US top 1% income expanded double than the 99% widening the gap
According to the updated analysis of tax data by the economics professor at the University of California, Berkeley Emmanuel Saez suggests that income for the rich 1% climbed twice as fast as it did for the remaining 99% of households. Average income for the top 1% of households grew at 7.7% to $1.36 million.
He continued to add that even though family incomes for the bottom 99% “have finally started recovering in earnest from the losses of the Great Recession, nevertheless, income inequality remains extremely high.”

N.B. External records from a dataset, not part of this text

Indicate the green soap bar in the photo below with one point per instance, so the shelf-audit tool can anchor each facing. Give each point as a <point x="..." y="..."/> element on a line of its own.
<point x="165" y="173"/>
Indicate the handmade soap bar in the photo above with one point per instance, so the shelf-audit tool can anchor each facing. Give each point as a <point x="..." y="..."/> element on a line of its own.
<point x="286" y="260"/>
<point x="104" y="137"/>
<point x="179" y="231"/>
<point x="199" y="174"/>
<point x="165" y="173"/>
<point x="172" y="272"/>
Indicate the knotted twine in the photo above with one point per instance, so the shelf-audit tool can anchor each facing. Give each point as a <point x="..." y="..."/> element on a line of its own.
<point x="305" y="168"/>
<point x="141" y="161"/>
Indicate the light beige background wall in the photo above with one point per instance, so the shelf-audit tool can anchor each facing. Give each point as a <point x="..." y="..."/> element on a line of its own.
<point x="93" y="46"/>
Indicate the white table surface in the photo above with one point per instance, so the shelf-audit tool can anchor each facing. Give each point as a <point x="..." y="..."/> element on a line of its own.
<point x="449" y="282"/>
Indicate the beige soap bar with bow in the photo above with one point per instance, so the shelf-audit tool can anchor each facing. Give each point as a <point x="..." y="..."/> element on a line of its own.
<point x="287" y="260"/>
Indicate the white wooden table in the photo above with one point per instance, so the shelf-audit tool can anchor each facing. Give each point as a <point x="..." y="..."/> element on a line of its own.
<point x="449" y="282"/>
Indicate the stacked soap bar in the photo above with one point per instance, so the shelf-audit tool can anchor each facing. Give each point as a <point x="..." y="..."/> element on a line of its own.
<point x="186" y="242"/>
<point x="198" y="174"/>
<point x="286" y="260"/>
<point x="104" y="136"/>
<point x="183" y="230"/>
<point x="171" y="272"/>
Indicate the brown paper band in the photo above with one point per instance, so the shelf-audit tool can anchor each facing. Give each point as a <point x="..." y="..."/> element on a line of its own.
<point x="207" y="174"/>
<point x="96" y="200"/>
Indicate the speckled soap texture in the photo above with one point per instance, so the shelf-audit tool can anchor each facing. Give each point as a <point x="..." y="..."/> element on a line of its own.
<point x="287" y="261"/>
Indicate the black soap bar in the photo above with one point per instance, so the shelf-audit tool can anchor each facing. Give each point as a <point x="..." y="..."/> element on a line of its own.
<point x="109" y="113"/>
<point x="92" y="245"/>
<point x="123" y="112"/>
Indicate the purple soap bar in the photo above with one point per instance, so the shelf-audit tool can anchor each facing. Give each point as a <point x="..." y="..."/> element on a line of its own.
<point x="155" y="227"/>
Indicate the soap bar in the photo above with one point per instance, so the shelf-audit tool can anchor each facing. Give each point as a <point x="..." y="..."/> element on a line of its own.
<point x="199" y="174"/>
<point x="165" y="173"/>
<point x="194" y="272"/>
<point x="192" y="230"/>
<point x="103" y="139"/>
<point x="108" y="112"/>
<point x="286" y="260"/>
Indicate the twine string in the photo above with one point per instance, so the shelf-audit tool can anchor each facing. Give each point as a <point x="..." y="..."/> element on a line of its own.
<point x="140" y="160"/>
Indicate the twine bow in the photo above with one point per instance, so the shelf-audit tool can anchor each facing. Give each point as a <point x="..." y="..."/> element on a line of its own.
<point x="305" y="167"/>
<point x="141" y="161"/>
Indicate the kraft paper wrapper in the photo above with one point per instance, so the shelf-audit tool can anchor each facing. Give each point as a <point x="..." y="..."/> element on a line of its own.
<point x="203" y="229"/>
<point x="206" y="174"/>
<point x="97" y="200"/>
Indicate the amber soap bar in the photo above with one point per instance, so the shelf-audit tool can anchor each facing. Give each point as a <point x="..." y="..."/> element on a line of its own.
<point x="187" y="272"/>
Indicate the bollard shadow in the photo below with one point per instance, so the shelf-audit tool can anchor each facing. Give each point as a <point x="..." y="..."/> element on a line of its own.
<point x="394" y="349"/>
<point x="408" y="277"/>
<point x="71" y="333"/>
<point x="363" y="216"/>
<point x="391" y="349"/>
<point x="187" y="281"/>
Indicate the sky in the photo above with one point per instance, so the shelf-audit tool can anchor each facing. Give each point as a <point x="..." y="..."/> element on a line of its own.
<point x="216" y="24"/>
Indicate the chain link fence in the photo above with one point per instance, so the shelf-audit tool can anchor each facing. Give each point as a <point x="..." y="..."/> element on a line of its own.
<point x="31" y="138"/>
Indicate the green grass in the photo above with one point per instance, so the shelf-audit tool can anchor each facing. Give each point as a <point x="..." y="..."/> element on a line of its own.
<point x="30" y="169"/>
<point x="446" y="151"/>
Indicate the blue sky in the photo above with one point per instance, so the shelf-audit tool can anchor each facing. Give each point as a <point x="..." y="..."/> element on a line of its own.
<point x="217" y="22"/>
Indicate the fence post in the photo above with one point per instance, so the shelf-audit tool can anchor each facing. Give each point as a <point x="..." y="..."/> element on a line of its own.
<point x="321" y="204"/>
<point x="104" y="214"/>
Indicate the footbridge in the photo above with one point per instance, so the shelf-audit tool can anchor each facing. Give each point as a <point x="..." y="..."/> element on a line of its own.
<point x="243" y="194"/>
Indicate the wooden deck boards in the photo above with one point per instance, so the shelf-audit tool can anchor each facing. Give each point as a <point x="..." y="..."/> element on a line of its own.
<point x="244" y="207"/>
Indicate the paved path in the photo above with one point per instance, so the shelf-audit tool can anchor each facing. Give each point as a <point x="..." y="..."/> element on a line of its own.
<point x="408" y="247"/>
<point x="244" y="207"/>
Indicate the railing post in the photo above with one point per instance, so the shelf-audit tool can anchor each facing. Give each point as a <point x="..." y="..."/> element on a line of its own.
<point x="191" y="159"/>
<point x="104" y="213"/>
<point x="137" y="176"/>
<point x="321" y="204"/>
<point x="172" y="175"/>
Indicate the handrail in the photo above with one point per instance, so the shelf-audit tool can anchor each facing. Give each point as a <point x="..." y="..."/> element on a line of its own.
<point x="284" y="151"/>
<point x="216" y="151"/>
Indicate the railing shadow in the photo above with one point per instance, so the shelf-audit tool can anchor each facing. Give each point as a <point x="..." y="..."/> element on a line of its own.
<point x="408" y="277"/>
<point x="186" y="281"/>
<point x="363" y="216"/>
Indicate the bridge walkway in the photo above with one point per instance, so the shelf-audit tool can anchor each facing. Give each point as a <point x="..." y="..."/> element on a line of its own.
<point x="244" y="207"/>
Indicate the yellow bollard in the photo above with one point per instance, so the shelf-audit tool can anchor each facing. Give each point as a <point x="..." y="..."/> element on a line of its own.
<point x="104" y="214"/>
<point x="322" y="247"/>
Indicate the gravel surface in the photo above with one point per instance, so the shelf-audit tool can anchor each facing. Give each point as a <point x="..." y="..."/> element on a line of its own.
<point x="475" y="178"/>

Factoring in inflating, the average income rose by 3.9% 2015, to $48,768 marking the robust annual gain in almost two decades. Saez said, “It is indeed the best growth year for the bottom 90% and bottom 99% since the late 1990s.” “At the same time, top incomes grow even faster, leading to a further widening of inequality, which continues an alarming trend.”
When the Great recession ended, the top 1% captured 52% of total real income growth. Households in the top 1% still occupy a bigger space in the earning’s chart. Expressed in terms of digits, researchers explained the 1% as households earning over $443,000 in 2015.
Calculations by Scott Winship at the Manhattan Institute confirms that the non-elderly households saw a 14% spike in pre-tax, pre-transfer incomes between 1979 and 2010, while incomes of the elderly-headed households declined by 18%. Various other studies have compiled data on declining number of middle-class Americans also defined as rising inequality in wealth (as opposed to income).
The International Monetary Fund (IMF) and Organization for Economic Cooperation and Development (OECD) try to link rising inequality and declining economic growth. In a recent report by the IMF on consumption, it noted consumption would have been 3.5% higher between 1998 and 2013 if it were not for rising inequality.
The 2016 presidential election candidates promise to tackle the issue of declining middle-class that has displeased majority of voters. Donald Trump has vowed to return wealth by slashing trade deals and using tariffs to return manufacturing jobs from overseas. Hillary Clinton on the other hand backs a debt-free college option, and higher minimum wages to aid the middle class. Fueling the debate has partly been due to the researches conducted over the years by Saez and his partner Thomas Piketty.
The reports are famed for the fact that unlike government surveys, they are able to capture unique segments such as the ultra-rich Americans who play professional sports, manage global corporations, trade successfully in the financial markets, etc.